Steyr-Puch Haflinger 700 AP (1960, Foto): Ein technisches Meisterwerk von Erich Ledwinka. Mit Zentralrohrrahmen und Portalachsen kommt dieser Allrad-Zwerg dorthin, wo moderne SUVs längst aufgeben (Wert ca. 18.000 Euro). Willys Jeep CJ-2A (1948): Die zivile Version des Kriegshelden. Ein robuster Klassiker für Fans der US-Historie, der perfekt in den Mix der „Mobilisierung“ passt (Wert: 15 - 18.000 Euro).

So können Sie mitsteigern

Fazit: In der Villach-Collection findet der Profi-Restaurator eine solide Basis, während der Connaisseur auf Stücke trifft, die ihre Patina mit Stolz tragen. Oder, wie Michael Gross treffend zusammenfasst: „Es ist die Chance auf Fahrzeuge, die nicht nur technisch, sondern vor allem emotional eine Ära repräsentieren, die so nie wiederkehren wird.“ 
Und alles auch für kleine Geldbeutel erschwinglich. Mit viel Glück ist sogar das eine oder andere Schnäppchen drin. 

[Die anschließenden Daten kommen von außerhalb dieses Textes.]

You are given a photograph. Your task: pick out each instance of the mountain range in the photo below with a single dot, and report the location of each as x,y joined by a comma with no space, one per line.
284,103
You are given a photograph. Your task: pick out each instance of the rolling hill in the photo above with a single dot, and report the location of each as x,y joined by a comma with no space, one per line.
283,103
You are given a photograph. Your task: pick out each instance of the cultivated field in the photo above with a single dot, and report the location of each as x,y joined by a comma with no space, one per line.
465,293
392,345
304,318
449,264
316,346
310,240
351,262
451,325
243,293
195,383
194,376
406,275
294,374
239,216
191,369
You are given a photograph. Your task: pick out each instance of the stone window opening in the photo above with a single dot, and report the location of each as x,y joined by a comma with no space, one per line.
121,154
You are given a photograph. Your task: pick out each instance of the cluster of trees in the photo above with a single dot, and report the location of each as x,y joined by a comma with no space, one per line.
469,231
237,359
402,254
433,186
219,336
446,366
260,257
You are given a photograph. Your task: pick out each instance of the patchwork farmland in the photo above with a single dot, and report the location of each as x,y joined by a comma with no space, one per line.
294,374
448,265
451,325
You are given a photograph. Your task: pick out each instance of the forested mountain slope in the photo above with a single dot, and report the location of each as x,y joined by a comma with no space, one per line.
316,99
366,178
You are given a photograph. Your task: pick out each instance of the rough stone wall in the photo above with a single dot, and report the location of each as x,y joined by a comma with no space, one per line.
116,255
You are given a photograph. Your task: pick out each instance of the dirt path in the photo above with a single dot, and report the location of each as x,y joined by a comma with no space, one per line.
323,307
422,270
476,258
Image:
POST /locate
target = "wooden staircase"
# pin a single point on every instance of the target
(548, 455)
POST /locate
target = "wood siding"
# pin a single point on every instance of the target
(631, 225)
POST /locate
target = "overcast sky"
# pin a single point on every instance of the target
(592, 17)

Wie können Sie mitsteigern? 

Die Auktion startet online am 3. März und geht bis zum 15. März (Anmeldung bei Classic Trader). Das Finale findet vor Ort in Villach statt, am 14. und 15. März können sämtliche Exponate nach vorheriger Anmeldung persönlich besichtigt werden. Wichtig: Es gibt kein Mindestgebot ("No Reserve").  Die Teilnahme an der Versteigerung setzt einen verifizierten Account bei Classic Trader voraus. Im Falle eines erfolgreichen Zuschlags erhebt der Veranstalter eine Gebühr in Höhe von 8,5 % des Preises inklusive Mehrwertsteuer. Dabei gelten feste Mindestbeträge: Für Automobile, Motorräder und Motorroller beläuft sich die Provision auf mindestens 500 €, während für die Kategorien Mofa, Mokick, Moped sowie Leichtmotorräder eine reduzierte Mindestgebühr von 250 € berechnet wird. Viel Glück!